When using the ntlm_auth authenticator, I'm seeing very slow responses when the
first DC listed in smb.conf is unavailable, even when cache time is high enough
to eliminate most of the average wait for wbinfo requests.

It's hard to quantify exactly what I'm seeing, as some requests are fast, but
enough requests are slow that IE appears to hang for about 20-25 seconds on just
about every page load (because one or more objects takes 20-25 seconds to load,
and IE often does not display while an object is loading).  Perhaps ntlm_auth is
using some other cache time, like the default 15 seconds of winbind.

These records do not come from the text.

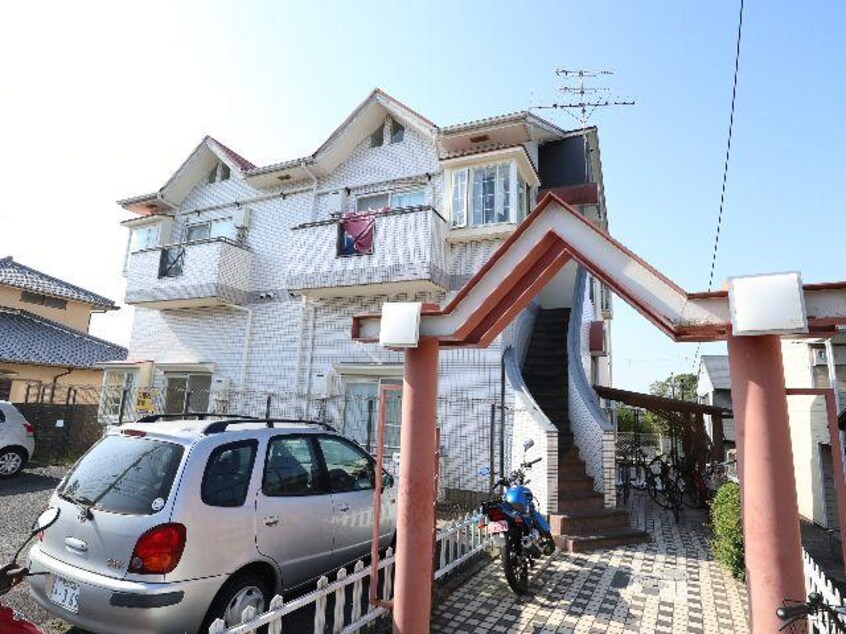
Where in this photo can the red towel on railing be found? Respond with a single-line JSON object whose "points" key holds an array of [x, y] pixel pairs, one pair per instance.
{"points": [[359, 226]]}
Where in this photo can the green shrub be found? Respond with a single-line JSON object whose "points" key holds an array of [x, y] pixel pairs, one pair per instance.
{"points": [[727, 527]]}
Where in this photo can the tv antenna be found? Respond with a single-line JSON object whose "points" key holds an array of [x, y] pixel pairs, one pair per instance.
{"points": [[584, 99]]}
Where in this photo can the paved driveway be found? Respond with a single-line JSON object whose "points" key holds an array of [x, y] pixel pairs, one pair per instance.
{"points": [[670, 585], [22, 500]]}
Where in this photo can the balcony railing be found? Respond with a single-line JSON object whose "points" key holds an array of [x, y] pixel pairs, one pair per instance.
{"points": [[369, 252], [192, 274]]}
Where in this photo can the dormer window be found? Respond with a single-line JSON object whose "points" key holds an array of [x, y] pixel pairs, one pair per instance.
{"points": [[378, 136], [397, 132], [220, 172]]}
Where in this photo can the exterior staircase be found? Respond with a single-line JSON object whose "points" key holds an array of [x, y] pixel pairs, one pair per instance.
{"points": [[582, 522]]}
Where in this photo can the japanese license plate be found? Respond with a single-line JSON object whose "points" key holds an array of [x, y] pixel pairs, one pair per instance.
{"points": [[65, 594]]}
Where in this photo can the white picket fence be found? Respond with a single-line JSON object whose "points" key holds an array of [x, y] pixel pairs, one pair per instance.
{"points": [[458, 542], [816, 581]]}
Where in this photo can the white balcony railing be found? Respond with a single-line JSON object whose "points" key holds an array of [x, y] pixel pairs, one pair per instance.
{"points": [[193, 274], [406, 246]]}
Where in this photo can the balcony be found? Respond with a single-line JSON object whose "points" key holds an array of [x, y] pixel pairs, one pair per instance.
{"points": [[197, 274], [389, 251]]}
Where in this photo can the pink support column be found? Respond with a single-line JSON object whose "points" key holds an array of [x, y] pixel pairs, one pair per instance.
{"points": [[416, 510], [768, 485]]}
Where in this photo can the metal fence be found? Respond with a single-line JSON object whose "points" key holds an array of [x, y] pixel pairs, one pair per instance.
{"points": [[474, 432], [350, 608]]}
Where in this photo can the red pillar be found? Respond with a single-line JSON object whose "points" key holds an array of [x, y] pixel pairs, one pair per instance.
{"points": [[416, 510], [768, 485]]}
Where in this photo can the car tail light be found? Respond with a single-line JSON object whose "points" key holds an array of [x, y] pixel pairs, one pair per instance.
{"points": [[158, 550], [495, 514]]}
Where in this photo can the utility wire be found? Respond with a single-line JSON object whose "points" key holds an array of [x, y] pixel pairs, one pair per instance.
{"points": [[725, 165]]}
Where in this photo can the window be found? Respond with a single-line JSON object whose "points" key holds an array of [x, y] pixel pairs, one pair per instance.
{"points": [[374, 202], [291, 468], [171, 262], [143, 238], [228, 471], [487, 192], [220, 172], [187, 392], [43, 300], [219, 228], [347, 466], [122, 474], [459, 198], [114, 384], [413, 198], [397, 132], [377, 138]]}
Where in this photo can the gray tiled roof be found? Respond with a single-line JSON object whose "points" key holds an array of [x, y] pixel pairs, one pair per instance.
{"points": [[717, 368], [27, 338], [16, 274]]}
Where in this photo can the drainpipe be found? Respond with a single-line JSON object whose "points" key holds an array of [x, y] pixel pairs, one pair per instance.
{"points": [[303, 307], [56, 378], [832, 379], [245, 351], [313, 190]]}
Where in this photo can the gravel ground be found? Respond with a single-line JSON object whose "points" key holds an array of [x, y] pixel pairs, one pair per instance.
{"points": [[22, 499]]}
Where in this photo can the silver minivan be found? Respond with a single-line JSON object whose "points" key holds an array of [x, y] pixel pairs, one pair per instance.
{"points": [[169, 524]]}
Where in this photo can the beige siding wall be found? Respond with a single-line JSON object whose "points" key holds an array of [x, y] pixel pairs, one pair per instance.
{"points": [[808, 428], [39, 373], [76, 315]]}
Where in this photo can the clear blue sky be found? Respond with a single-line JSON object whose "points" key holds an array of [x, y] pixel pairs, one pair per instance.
{"points": [[110, 99]]}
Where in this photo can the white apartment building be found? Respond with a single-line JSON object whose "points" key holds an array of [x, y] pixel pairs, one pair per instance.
{"points": [[245, 278]]}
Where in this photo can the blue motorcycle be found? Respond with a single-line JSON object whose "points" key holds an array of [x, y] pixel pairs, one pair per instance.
{"points": [[517, 529]]}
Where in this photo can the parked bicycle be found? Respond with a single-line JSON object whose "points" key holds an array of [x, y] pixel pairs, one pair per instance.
{"points": [[815, 606]]}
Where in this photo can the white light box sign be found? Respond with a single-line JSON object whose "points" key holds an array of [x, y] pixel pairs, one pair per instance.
{"points": [[772, 304], [400, 327]]}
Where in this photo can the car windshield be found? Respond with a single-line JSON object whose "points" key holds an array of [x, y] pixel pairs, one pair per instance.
{"points": [[124, 475]]}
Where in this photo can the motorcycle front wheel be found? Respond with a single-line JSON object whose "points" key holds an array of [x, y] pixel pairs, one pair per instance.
{"points": [[516, 566]]}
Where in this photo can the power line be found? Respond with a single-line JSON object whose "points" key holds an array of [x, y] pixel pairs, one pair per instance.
{"points": [[726, 162]]}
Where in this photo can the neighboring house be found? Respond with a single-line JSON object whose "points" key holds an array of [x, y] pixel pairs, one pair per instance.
{"points": [[807, 364], [245, 278], [714, 388], [44, 336]]}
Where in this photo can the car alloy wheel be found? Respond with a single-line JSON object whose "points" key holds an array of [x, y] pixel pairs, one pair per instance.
{"points": [[11, 462], [248, 596]]}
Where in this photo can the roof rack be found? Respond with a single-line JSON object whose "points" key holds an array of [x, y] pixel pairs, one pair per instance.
{"points": [[153, 418], [221, 425]]}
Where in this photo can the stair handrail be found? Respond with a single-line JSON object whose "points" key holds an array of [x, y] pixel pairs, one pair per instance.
{"points": [[574, 354], [515, 379]]}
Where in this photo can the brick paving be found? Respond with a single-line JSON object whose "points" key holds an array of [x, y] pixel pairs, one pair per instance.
{"points": [[671, 585]]}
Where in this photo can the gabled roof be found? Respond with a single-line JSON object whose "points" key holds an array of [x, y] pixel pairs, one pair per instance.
{"points": [[19, 276], [34, 340], [716, 367], [357, 126]]}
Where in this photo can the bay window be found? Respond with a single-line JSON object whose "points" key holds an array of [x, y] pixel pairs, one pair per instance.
{"points": [[487, 194]]}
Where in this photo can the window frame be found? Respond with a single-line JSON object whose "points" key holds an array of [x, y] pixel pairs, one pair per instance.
{"points": [[507, 194], [247, 442], [322, 473], [355, 446]]}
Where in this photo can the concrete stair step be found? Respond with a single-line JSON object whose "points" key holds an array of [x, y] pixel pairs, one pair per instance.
{"points": [[580, 501], [575, 483], [607, 539], [590, 522]]}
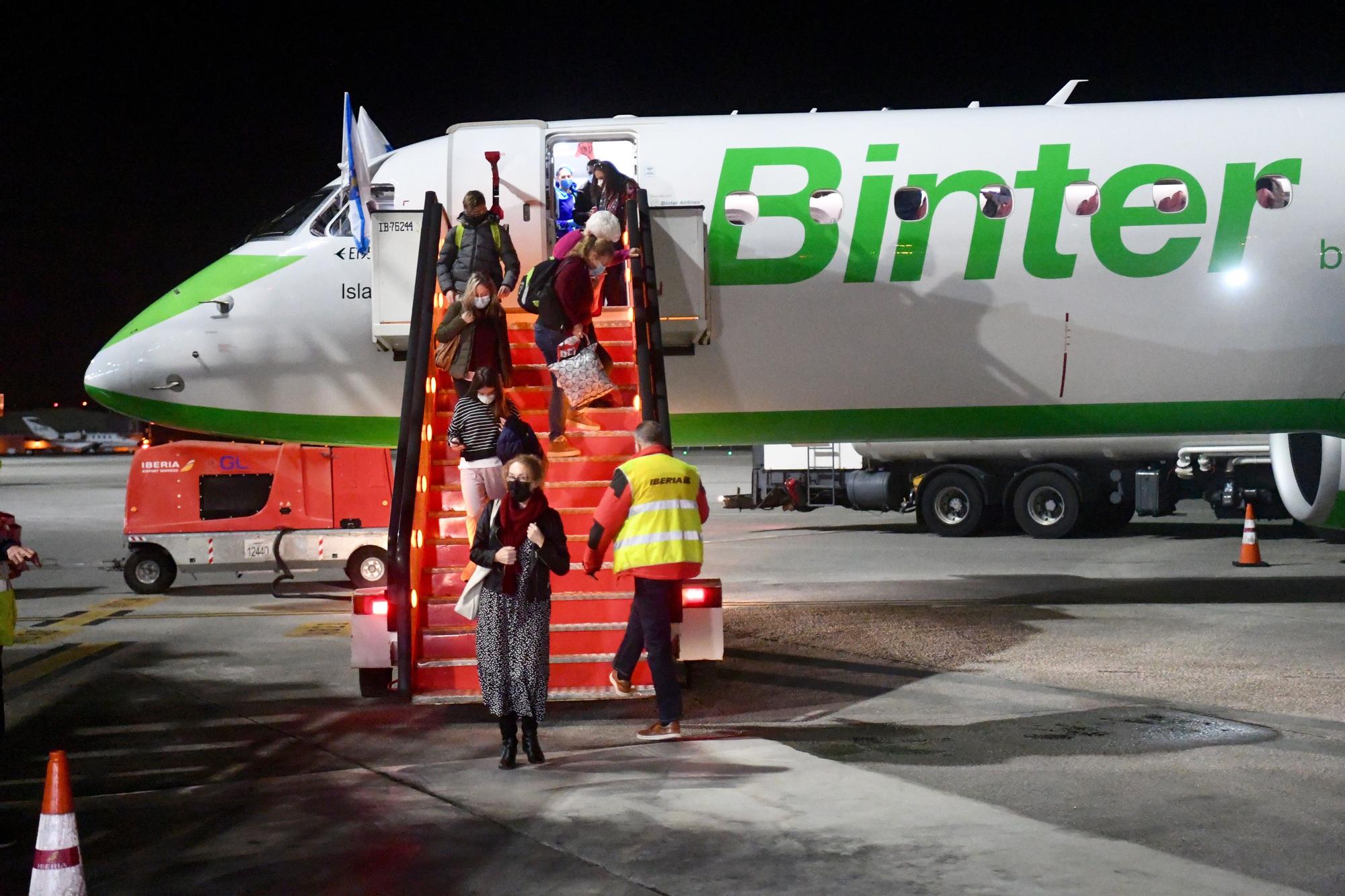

Anyway, I would expect winbind cache time to apply to all winbindd clients,
including ntlm_auth.  Perhaps I am mistaken in this assumption, but I would very
much like to be able to use a backup AD server in my Squid deployments with
ntlm_auth, and such high response times make it unfeasible.  I've been unable to
find any documentation on setting up multiple backing AD servers, so perhaps I'm
making some configuration mistak.

wbinfo is also slow to respond to each request the first time, but then respects
the cache time, and for several minutes after the first request is as fast as
when querying the primary.  Perhaps quicker failover, and a negative cache to
keep up with when the first server is down would be a better solution to this
problem.

Some details:

AD servers are 2k3 and 2k.
Samba is 3.0.7, built from Fedora Core 1 SRPM, with winbind options enabled. 
This version seems to have reduced the response time with the primary down from
more than 2 minutes in the prior attempted version 3.0.2.
Squid is 2.5, and I'm using the squid-2.5-ntlmssp mode of ntlm_auth.

Comment 1 Andrew Bartlett 2004-10-02 02:30:17 UTC

It is not possible to cache authentication requests, due to the
challenge-response nature of the protocol.

It sounds like the complaint here is that winbind is slow to respond to a DC
that times out (rather than returning an error).

Comment 2 Joe Cooper 2004-10-02 10:55:07 UTC

Yes, if we can't cache then it does seem that the real issue is long hang time
when a DC is not responding.  So the solution would then be to cache the status
of a failed DC, rather than trying it over and over on seemingly every request,
I suppose?

Comment 3 Gerald (Jerry) Carter (dead mail address) 2005-02-09 08:43:08 UTC

several winbind fixes post 3.0.7.  Please retest (more still 
to come in >=3.0.12).

Comment 4 Gerald (Jerry) Carter (dead mail address) 2005-08-24 10:17:01 UTC

sorry for the same, cleaning up the database to prevent unecessary reopens of bugs.